Federal Court Rules Against Flawed, Domestic-Only Consideration of Climate Costs
The U.S. District Court for the Northern District of California vacated the Bureau of Land Management's repeal of an Obama-era rule that was designed to reduce wasteful venting of methane from natural gas operations on federal lands. The court ruled in part that it was arbitrary for the Trump Administration to have reduced the estimate of the social cost of methane from $1300 per ton down to just $176 per ton by excluding from consideration any climate effect occurring outside U.S. borders. Policy Integrity has worked for years to build the case against the so-called “domestic-only” estimate of climate costs.

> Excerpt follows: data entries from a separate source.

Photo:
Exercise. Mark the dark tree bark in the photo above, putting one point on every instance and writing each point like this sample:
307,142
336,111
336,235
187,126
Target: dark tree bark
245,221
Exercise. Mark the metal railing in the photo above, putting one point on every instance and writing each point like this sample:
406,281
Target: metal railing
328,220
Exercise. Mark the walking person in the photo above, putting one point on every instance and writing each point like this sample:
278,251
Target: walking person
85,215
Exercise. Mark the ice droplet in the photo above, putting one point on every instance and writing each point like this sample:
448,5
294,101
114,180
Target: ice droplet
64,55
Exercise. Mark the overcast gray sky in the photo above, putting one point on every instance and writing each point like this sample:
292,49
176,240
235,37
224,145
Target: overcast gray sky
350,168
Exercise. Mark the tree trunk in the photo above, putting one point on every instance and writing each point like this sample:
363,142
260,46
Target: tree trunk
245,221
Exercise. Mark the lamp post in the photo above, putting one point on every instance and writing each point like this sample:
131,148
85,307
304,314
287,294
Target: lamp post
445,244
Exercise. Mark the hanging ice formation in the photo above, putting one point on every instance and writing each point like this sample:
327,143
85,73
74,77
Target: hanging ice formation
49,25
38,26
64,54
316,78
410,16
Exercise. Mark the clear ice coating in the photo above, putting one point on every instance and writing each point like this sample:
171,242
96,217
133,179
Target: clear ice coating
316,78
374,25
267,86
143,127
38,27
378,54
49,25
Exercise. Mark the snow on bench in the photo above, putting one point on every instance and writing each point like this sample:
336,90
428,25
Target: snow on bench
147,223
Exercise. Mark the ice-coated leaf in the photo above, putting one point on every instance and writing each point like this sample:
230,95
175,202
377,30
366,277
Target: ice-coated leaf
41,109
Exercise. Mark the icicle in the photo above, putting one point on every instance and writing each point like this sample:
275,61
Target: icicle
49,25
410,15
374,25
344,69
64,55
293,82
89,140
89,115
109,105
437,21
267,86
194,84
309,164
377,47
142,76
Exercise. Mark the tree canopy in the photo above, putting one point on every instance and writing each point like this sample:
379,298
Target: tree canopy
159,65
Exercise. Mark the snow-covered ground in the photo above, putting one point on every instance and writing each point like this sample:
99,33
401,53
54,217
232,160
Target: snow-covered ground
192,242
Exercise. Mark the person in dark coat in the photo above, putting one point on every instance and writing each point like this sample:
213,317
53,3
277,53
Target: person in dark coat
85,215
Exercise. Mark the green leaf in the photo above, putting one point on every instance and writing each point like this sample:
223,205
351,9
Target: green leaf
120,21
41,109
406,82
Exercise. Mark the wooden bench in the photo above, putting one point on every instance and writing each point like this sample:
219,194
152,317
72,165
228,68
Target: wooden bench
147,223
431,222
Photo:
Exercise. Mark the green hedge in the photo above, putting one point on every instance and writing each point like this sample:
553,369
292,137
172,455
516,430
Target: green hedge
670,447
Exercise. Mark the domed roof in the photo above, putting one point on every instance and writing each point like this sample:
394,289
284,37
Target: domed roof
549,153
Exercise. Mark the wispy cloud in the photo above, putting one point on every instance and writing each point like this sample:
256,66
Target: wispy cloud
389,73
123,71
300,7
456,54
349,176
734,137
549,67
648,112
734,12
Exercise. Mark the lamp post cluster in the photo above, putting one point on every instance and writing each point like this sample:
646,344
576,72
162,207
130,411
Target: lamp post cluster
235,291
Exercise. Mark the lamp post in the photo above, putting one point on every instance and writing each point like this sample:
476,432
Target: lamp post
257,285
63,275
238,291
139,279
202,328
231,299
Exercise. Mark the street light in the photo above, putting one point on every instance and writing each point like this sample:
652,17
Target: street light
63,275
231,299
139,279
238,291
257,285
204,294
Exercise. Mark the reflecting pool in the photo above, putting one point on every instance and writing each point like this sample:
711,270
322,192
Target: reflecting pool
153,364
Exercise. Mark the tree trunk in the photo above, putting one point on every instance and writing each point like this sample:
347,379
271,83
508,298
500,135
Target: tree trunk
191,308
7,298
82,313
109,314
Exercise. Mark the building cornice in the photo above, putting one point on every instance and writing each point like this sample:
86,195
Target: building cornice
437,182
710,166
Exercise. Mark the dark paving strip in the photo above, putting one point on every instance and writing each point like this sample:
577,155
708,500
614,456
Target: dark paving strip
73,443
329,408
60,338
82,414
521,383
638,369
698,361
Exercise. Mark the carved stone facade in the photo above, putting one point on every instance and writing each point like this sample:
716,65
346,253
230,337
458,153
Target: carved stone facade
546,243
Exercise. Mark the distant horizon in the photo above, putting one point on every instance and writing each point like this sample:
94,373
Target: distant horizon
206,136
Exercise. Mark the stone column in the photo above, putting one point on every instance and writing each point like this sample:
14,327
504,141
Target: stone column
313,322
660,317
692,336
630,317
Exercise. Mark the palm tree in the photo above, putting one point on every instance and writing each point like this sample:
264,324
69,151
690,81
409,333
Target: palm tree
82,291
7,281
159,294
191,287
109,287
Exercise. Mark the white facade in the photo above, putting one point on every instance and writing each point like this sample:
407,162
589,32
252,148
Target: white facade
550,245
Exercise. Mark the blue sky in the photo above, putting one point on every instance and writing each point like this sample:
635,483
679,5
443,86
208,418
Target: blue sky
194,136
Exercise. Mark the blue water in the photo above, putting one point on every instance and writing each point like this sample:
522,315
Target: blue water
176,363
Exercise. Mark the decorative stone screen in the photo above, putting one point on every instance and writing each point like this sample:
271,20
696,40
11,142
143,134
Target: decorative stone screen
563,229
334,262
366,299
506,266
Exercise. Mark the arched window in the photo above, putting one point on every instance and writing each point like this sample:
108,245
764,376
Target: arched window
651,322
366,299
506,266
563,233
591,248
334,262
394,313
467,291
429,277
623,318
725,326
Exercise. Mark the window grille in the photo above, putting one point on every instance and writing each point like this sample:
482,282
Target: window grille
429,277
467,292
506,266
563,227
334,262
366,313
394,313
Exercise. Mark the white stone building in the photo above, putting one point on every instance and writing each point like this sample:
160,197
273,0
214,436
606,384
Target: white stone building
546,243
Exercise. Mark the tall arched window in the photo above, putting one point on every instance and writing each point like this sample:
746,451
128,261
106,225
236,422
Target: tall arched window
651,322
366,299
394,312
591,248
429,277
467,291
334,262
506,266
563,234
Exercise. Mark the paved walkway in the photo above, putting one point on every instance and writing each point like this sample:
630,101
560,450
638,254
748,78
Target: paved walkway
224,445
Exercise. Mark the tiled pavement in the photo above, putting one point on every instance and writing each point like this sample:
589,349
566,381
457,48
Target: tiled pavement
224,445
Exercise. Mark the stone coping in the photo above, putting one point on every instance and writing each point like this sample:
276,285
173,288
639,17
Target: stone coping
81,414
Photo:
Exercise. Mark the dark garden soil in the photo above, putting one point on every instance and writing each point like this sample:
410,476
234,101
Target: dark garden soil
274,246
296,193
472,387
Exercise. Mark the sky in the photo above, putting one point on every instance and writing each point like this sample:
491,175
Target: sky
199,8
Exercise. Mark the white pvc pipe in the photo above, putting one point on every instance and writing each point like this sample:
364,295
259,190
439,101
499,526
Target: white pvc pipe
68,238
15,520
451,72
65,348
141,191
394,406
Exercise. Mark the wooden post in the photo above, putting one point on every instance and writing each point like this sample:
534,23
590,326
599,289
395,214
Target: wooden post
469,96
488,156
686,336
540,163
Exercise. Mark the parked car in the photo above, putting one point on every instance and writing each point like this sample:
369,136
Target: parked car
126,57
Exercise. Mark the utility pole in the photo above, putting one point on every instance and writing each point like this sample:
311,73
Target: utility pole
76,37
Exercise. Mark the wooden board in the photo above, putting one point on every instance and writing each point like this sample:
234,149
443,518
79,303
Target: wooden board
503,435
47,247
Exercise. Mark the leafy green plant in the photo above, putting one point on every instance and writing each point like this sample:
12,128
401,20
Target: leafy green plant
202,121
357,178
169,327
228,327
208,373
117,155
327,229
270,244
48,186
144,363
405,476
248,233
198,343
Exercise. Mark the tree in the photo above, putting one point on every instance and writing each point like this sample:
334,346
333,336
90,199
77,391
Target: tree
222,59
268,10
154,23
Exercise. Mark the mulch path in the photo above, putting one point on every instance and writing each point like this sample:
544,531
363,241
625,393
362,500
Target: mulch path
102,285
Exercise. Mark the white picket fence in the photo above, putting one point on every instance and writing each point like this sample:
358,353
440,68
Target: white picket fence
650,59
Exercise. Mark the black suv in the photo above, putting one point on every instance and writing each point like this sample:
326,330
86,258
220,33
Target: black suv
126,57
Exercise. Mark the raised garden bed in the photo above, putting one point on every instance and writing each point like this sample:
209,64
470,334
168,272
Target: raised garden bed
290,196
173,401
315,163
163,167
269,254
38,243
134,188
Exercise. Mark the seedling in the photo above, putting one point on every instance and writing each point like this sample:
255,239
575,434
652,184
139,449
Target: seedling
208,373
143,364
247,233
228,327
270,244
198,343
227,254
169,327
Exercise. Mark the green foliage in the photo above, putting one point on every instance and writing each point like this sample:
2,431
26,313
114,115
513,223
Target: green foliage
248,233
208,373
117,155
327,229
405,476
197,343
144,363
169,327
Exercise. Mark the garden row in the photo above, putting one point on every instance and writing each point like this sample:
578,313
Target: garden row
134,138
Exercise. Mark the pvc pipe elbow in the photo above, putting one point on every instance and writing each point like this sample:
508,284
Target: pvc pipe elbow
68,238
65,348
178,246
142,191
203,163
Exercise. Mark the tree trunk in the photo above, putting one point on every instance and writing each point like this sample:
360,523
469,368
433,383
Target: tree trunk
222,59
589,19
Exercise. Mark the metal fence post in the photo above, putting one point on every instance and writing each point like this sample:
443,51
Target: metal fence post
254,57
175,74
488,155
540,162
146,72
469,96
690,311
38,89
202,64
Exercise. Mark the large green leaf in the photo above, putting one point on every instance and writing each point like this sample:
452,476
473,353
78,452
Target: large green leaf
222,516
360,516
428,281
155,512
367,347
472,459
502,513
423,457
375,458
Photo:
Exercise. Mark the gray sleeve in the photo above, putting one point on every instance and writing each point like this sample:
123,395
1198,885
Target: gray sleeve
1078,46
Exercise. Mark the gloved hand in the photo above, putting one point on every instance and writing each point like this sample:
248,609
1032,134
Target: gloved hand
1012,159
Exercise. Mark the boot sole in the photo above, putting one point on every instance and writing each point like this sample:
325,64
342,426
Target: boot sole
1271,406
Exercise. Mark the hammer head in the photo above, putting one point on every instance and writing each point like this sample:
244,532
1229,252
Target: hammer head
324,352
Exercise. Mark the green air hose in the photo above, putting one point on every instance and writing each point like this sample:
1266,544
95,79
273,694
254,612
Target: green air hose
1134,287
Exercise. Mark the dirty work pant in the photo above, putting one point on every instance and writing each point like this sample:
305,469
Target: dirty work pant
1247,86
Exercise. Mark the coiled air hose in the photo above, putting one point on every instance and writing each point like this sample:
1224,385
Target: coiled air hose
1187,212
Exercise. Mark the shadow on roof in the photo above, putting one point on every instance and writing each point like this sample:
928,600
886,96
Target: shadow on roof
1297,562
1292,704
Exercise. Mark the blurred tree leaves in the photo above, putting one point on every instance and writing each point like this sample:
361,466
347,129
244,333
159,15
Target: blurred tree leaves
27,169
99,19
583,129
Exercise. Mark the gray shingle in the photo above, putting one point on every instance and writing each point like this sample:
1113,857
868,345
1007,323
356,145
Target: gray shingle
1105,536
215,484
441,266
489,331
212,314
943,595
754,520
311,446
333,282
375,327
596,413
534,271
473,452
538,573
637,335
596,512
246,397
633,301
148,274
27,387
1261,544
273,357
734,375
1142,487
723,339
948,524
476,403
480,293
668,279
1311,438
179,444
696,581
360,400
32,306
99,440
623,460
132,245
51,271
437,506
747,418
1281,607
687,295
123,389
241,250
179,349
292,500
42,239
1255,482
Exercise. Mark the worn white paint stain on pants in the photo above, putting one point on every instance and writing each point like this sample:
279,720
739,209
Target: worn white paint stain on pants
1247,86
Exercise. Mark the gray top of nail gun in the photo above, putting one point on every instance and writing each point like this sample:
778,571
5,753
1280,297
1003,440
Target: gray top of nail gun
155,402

We’ve argued in public comments, academic articles, and reports that the “domestic-only” estimates in fact fail to consider the climate costs to U.S. businesses that own assets or trade outside our borders, to U.S. citizens and military that live and work outside our borders, to effects like climate-induced migration that will spill back across our borders, and to geopolitical security. These arguments comprised our amicus brief in the Northern District of California—and ultimately made their way into the court’s recent ruling. Now, all federal agencies should be on notice that their deregulatory efforts that rely on an arbitrary “domestic-only” estimate of climate costs—including the repeal of the motor vehicle efficiency standards—are legally vulnerable.